Could mechanical trees save the world? proposes that 'modern' trees could have leaves of algae and collect carbon dioxide more efficiently than natural trees. The BBC article suggests an artificial tree could remove 10 metric tons of carbon a day. Included in the proposal is equipping buildings with skins of algae tubes that could also collect CO2.
Wiki reminds us that Carbon dioxide (CO2) is an incredibly stable molecule. It takes a lot of energy to separate the oxygen and carbon atoms once the molecule has formed. The CO2 molecule has two double bonds where two carbon electrons are shared with an oxygen atom. It is the formation of these covalent bonds that releases the heat energy that enabled early mankind to industrialize the world by burning fossil fuels. It is also the bane of modern civilization, although Wiki reminds us that during the Jurassic era, CO2 in the atmosphere was 4 to 5 times greater than today. A factoid you might not have known, CO2 never occurs in liquid state, regardless of temperature at pressures less than 5.1 atmospheres. Unless pressurized, it transitions directly from solid state (dry ice) to its gaseous state.

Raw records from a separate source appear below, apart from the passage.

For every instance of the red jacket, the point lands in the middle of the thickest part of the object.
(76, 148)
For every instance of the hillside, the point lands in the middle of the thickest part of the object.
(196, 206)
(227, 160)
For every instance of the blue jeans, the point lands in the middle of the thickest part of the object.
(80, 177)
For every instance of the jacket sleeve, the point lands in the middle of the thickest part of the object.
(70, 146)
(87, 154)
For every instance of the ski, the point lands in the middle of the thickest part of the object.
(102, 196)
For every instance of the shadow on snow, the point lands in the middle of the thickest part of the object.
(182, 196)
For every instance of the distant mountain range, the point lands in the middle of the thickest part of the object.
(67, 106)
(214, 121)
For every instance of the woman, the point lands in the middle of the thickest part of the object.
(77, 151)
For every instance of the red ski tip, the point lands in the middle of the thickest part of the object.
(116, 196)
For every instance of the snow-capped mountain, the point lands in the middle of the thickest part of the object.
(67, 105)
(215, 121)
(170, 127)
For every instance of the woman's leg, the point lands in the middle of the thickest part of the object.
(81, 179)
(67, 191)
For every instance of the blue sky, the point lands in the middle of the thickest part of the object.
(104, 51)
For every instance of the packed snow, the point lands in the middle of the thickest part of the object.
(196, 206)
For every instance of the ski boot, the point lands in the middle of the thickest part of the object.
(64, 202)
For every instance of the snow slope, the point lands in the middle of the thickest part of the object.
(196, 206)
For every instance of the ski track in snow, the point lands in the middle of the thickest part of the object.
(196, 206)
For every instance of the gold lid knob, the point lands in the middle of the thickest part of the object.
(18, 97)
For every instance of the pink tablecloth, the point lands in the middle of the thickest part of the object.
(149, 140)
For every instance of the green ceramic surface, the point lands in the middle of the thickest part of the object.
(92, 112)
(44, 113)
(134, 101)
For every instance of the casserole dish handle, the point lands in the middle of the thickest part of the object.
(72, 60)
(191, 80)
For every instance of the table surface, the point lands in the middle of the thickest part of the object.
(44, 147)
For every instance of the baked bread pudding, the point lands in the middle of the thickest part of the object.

The Colorado Trees website provides some interesting statistics about natural trees. An average tree absorbs about 48 pounds of CO2 a year. It takes about one acre of tree coverage to compensate for driving an automobile about 8000 miles. If every American family to were to plant a new tree, the aggregate CO2 sequestration would equal about 5% of the global CO2 production. An average tree produces enough oxygen for two humans.
An interesting Department of Energy study tells that algae reactors could produce 20 grams of biomass per square meter per day, for the purpose of harvesting artificial petroleum. But that requires far greater CO2 concentration levels than present in the atmosphere. A CO2 pond with only atmospheric CO2 concentrations sequesters about 0.2 g carbon per square meter per day. If I did the math correctly, a 20 foot diameter algae pond will thus sequester 17 pounds of CO2 a year. (It is consistent with the CO2 sequestration of a tree.) Compare this to the 3.3 pounds of CO2 that a 60 watt light bulb produces for only 24 hours.
Mmm. CO2 sequestration does not seem to scale, does it? In other words, 7 billion people on the planet burning fossil fuels produces so much CO2 it seems unlikely that we can capture the CO2. Methinks we need something other than artificial trees.